Die schließlichen Lösungen sind zugegeben ziemlich zufällig. Das Buch verweigert sich einer logisch-strukturierten Herangehensweise. Und doch ist das Absuchen all der kleinen Vignetten hervorragende Unterhaltung. Zumindest wenn man eine Ader für Comedy hat. Von so todernsten Stoffen wie dem Labyrinth des Todes sind wir hier meilenweit entfernt. Nicht nur thematisch und vom Tonfall her. Jackson macht auch wieder mal klar, wie gelangweilt er vom Kämpfen in Fighting Fantasy ist. Es kommen kaum welche vor.
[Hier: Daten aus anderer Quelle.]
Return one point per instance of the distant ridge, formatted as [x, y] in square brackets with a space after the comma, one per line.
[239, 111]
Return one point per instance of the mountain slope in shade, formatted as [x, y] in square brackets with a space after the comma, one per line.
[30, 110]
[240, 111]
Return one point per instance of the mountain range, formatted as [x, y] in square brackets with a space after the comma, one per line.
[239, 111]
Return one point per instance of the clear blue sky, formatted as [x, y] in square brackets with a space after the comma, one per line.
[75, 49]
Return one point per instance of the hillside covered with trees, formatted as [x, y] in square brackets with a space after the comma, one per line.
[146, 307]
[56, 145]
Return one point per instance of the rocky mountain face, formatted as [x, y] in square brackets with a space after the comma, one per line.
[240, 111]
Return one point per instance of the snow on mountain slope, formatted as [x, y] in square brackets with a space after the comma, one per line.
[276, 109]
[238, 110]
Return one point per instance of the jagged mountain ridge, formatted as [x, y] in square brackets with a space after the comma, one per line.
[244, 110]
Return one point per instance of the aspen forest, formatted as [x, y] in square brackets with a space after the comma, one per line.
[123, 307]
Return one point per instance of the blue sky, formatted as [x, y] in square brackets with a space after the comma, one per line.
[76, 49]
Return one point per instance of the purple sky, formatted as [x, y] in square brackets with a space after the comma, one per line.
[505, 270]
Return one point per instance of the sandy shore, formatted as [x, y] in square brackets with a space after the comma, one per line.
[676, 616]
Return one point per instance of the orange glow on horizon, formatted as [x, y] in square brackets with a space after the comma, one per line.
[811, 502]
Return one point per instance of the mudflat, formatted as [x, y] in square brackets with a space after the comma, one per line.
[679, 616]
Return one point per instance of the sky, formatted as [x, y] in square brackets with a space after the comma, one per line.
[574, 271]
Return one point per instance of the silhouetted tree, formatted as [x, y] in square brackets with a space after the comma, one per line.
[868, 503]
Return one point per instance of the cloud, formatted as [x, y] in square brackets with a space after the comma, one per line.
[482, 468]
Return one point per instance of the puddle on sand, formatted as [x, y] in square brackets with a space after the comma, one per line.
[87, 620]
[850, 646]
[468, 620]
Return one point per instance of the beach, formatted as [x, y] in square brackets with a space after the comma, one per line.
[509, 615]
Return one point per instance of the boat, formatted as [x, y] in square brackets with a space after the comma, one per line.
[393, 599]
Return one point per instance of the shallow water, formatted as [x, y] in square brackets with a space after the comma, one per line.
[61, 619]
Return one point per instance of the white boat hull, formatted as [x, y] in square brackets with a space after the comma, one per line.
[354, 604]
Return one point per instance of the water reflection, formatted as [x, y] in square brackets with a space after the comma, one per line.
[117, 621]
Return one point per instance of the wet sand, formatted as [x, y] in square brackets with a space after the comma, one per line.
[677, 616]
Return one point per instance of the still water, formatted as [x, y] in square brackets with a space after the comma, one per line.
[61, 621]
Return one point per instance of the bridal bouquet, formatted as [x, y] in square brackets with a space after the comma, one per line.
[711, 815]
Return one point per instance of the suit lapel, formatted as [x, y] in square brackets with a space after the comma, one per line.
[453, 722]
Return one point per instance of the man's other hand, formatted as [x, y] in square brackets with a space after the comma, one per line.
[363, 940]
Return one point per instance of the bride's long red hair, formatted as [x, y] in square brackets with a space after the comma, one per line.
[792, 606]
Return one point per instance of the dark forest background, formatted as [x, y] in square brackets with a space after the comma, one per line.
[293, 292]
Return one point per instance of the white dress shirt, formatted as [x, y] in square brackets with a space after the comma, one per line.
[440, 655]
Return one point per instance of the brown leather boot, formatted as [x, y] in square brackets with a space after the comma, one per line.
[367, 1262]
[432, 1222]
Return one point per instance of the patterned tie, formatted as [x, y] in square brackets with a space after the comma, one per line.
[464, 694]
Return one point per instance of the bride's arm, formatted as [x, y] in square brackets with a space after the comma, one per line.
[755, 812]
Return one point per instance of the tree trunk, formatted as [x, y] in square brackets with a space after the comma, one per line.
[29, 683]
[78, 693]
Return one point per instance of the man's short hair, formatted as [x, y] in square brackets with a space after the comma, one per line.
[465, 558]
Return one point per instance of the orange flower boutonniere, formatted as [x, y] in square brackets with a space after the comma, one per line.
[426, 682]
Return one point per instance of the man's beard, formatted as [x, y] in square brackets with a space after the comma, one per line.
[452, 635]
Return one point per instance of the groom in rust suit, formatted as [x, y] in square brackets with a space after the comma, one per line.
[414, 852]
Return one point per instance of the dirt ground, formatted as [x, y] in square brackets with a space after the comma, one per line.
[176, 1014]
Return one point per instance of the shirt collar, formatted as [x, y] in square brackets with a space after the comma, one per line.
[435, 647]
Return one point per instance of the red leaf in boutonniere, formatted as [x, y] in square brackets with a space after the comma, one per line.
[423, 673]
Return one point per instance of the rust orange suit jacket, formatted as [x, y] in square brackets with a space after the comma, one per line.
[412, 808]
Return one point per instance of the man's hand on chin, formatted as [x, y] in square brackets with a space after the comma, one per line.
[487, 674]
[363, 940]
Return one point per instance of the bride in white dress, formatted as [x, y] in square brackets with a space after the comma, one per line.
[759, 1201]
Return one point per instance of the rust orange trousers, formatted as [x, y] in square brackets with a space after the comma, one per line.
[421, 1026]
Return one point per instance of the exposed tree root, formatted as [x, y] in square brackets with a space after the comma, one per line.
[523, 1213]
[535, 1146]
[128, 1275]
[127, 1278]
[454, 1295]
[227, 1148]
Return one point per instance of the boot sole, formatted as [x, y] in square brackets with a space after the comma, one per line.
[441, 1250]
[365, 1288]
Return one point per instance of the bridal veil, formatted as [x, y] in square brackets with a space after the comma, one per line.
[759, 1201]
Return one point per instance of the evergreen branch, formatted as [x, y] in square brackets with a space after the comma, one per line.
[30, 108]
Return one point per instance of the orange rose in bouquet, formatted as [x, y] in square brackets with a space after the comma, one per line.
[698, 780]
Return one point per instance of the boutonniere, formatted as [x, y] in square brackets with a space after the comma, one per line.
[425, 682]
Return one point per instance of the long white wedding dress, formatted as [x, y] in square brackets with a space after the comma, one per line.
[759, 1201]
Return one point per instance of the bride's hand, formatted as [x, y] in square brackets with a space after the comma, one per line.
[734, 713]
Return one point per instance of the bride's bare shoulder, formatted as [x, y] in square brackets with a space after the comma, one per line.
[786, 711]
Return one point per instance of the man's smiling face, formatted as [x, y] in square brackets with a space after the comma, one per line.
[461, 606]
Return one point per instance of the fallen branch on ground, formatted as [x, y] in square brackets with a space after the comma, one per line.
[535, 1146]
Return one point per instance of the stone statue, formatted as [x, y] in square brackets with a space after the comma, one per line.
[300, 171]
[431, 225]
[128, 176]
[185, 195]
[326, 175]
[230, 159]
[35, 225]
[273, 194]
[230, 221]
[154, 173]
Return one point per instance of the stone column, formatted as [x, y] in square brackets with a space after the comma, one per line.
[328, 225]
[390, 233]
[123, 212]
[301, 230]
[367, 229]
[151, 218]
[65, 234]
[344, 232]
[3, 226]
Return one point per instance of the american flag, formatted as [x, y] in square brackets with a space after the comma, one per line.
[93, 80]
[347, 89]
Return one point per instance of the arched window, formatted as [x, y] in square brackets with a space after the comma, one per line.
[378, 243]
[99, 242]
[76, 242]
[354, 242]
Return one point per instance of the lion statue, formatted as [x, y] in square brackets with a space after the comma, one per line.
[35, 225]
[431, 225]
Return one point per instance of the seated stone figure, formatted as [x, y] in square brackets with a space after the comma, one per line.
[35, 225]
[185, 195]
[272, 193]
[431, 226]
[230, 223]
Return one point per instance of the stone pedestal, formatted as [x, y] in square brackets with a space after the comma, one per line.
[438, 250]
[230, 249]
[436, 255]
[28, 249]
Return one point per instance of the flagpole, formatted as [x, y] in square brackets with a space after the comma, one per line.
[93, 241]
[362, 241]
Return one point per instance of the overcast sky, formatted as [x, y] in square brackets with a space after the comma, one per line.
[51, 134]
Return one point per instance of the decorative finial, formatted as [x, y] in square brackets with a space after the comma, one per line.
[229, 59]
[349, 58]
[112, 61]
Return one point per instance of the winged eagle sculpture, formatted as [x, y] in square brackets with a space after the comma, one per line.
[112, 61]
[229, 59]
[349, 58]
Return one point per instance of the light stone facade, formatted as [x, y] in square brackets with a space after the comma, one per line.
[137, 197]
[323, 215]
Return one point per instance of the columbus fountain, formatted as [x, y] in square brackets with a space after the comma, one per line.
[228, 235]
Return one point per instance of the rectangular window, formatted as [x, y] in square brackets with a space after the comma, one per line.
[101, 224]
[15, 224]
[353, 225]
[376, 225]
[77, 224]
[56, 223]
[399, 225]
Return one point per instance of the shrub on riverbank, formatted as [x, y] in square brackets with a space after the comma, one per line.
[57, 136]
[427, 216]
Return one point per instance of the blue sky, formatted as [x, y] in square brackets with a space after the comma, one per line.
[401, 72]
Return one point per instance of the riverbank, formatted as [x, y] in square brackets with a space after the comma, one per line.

In diesem Buch geht es ums Treffen von Entscheidungen, Schlag auf Schlag, und das Sammeln von Hinweisen, um dann unerwartete, nicht gesondert aufgeführte Abzweigungen an Schlüsselstellen zu nehmen. Schade, dass es keinen Nachfolger in Langform gab.

Kommentare (1) [Kommentar schreiben]

Mr Creosote:
Für Appointment with F.E.A.R. habe ich viel länger gebraucht als gedacht. Das Buch hat nicht nur mehr Abschnitte als die üblichen Spielbücher, sondern auch noch vier verschiedene Pfade, sowie eine Mechanik, die Teile der Lösung unmöglich auszuprobieren macht, erklären es im Rückblick. Die Überraschung bestand darin, dass es mich die ganze Zeit bestens unterhalten hat!